I'm wondering whether this could cause problems with people taking hot
backups that aren't aimed at SR. Perhaps we could have 2 new functions
whose names are more closely linked to the exact purpose:
pg_start_replication_copy() etc..
which then act exactly as you suggest.

-- Simon Riggs           www.2ndQuadrant.com

On Wed, Apr 28, 2010 at 6:52 AM, Simon Riggs <simon@2ndquadrant.com> wrote:
> On Wed, 2010-04-28 at 19:40 +0900, Fujii Masao wrote:
>> On Wed, Apr 28, 2010 at 4:43 PM, Heikki Linnakangas
>> <heikki.linnakangas@enterprisedb.com> wrote:
>> > This doesn't contain any changes to pg_start_backup() yet, that's a
>> > separate issue and still under discussion.
>>
>> I'm thinking of changing pg_start_backup and pg_stop_backup so that
>> they just check that wal_level >= 'archive', and changing pg_stop_backup
>> so that it doesn't wait for archiving when archive_mode is OFF.
>>
>> This change is very simple and enables us to take a base backup for SR
>> even if archive_mode is OFF. Thought?
>
> Makes sense.
>
> I'm wondering whether this could cause problems with people taking hot
> backups that aren't aimed at SR. Perhaps we could have 2 new functions
> whose names are more closely linked to the exact purpose:
> pg_start_replication_copy() etc..
> which then act exactly as you suggest.

Hmm.  That seems a bit complicated.  Why can't we just let people use
the existing functions the way they always have?

...Robert

On Wed, 2010-04-28 at 06:56 -0400, Robert Haas wrote:
> On Wed, Apr 28, 2010 at 6:52 AM, Simon Riggs <simon@2ndquadrant.com> wrote:
> > On Wed, 2010-04-28 at 19:40 +0900, Fujii Masao wrote:
> >> On Wed, Apr 28, 2010 at 4:43 PM, Heikki Linnakangas
> >> <heikki.linnakangas@enterprisedb.com> wrote:
> >> > This doesn't contain any changes to pg_start_backup() yet, that's a
> >> > separate issue and still under discussion.
> >>
> >> I'm thinking of changing pg_start_backup and pg_stop_backup so that
> >> they just check that wal_level >= 'archive', and changing pg_stop_backup
> >> so that it doesn't wait for archiving when archive_mode is OFF.
> >>
> >> This change is very simple and enables us to take a base backup for SR
> >> even if archive_mode is OFF. Thought?
> >
> > Makes sense.
> >
> > I'm wondering whether this could cause problems with people taking hot
> > backups that aren't aimed at SR. Perhaps we could have 2 new functions
> > whose names are more closely linked to the exact purpose:
> > pg_start_replication_copy() etc..
> > which then act exactly as you suggest.
> 
> Hmm.  That seems a bit complicated.  Why can't we just let people use
> the existing functions the way they always have?

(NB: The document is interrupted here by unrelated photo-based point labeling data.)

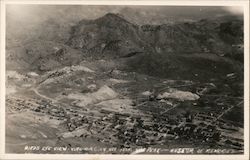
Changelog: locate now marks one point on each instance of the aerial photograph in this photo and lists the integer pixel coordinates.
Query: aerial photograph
(124, 79)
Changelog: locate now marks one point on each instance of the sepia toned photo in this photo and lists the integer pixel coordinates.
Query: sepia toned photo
(125, 79)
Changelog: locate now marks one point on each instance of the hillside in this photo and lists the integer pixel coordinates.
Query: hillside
(165, 50)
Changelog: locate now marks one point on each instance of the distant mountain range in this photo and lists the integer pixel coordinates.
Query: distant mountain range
(160, 50)
(113, 35)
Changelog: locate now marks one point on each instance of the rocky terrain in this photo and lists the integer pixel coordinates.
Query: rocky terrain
(121, 85)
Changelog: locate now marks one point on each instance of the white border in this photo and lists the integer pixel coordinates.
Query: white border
(244, 3)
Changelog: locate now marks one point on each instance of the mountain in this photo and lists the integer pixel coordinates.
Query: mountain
(166, 50)
(111, 34)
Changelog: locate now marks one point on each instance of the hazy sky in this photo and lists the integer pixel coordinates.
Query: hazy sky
(141, 14)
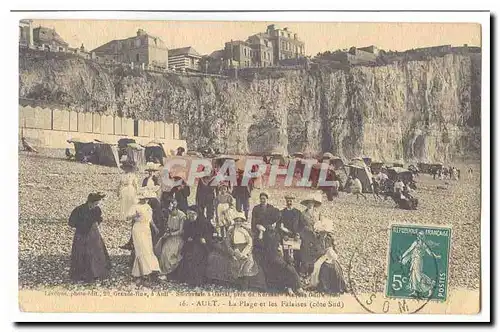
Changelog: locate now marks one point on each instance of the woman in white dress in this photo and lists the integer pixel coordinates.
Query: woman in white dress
(419, 282)
(169, 247)
(127, 194)
(145, 263)
(128, 188)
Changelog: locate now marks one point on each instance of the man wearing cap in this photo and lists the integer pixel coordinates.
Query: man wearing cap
(242, 194)
(89, 256)
(264, 213)
(152, 179)
(292, 222)
(205, 196)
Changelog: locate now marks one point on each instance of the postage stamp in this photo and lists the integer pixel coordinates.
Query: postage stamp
(259, 169)
(418, 262)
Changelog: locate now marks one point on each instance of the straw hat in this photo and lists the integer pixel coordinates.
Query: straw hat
(148, 192)
(128, 165)
(240, 216)
(94, 197)
(328, 155)
(316, 198)
(152, 166)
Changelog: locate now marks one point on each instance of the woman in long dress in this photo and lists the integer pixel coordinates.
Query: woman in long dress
(328, 276)
(128, 188)
(311, 247)
(279, 274)
(127, 193)
(171, 243)
(239, 243)
(419, 281)
(197, 243)
(145, 263)
(89, 257)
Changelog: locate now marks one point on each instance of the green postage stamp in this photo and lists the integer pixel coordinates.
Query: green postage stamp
(418, 262)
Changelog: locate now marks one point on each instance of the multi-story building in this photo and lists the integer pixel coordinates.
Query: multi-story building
(49, 39)
(239, 54)
(184, 59)
(143, 48)
(26, 33)
(262, 50)
(286, 44)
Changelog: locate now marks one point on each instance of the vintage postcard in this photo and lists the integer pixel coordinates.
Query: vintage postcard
(249, 166)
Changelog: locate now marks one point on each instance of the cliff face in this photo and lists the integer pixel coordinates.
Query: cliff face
(421, 110)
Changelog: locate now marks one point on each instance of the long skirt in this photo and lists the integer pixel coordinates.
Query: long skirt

We can, but I already gave a reason why we should not. 

IIRC it was you that suggested changing the names of things if the
behaviour changes.

-- Simon Riggs           www.2ndQuadrant.com

Robert Haas wrote:
> On Wed, Apr 28, 2010 at 6:52 AM, Simon Riggs <simon@2ndquadrant.com> wrote:
>> On Wed, 2010-04-28 at 19:40 +0900, Fujii Masao wrote:
>>> On Wed, Apr 28, 2010 at 4:43 PM, Heikki Linnakangas
>>> <heikki.linnakangas@enterprisedb.com> wrote:
>>>> This doesn't contain any changes to pg_start_backup() yet, that's a
>>>> separate issue and still under discussion.
>>> I'm thinking of changing pg_start_backup and pg_stop_backup so that
>>> they just check that wal_level >= 'archive', and changing pg_stop_backup
>>> so that it doesn't wait for archiving when archive_mode is OFF.
>>>
>>> This change is very simple and enables us to take a base backup for SR
>>> even if archive_mode is OFF. Thought?
>> Makes sense.
>>
>> I'm wondering whether this could cause problems with people taking hot
>> backups that aren't aimed at SR. Perhaps we could have 2 new functions
>> whose names are more closely linked to the exact purpose:
>> pg_start_replication_copy() etc..
>> which then act exactly as you suggest.
> 
> Hmm.  That seems a bit complicated.  Why can't we just let people use
> the existing functions the way they always have?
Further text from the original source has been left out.